When I was at the SAS Analytics Conference with work in London last week (nice weather, the food was great), I had the pleasure of hearing Tim Harford speak about data visualisation (i.e. graphs and the like). As well as interesting tidbits such as Florence Nightingale being one of the earlier pioneers of data visualisation, he showed us this:
There is also a US version:
These are entertaining and thought-provoking for sure, but Mr Harford was keen to point out that this data (which you can find here) isn’t painting the whole picture- it is largely designed to elicit an emotional response (which he was keen to point out was not in of itself a bad thing). The figure of £13M ($21M) to “Save the Amazon” is funding the Brazilian government is looking to raise “to protect nature reserves, to persuade loggers and farmers to stop destroying trees and to finance scientific and technological projects”, (quote from here) which you will hopefully agree is not quite the same as “Saving the Amazon” (though it may go a long way towards that).
Similarly, there are issues with the Iraq War figures; for example the estimates for the total cost in 2003 did not take into account the cost of death (that is, repatriating soldiers’ bodies and benefits for their widows) while the more up to date figure did. In other words, it is not a fair, like-for-like, comparison.

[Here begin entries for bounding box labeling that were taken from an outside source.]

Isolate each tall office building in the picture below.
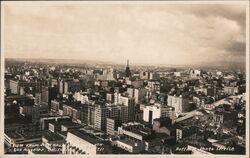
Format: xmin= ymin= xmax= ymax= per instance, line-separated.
xmin=94 ymin=105 xmax=109 ymax=131
xmin=168 ymin=95 xmax=189 ymax=113
xmin=119 ymin=96 xmax=135 ymax=121
xmin=125 ymin=60 xmax=131 ymax=77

The moral of the story here is that even pretty, well-made graphs do not give a complete picture. I’ve often found that in my job that information that seems too good to be true is precisely that. It’s good to have a healthy dose of skepticism when it comes to the realm of data- especially if they don’t quote their sources (but it’s still worth checking even if they do). It’s an unfortunate fact of life that not everyone has the time or the inclination to check the information they are given, and that the people giving the information know this (and I haven’t mentioned sports commentators and pundits, who are in a league of their own when giving misleading (though true) information!).
Speaking of which, I’m off to spread lard on my head. I’ve been told that it removes up to 100% of dandruff!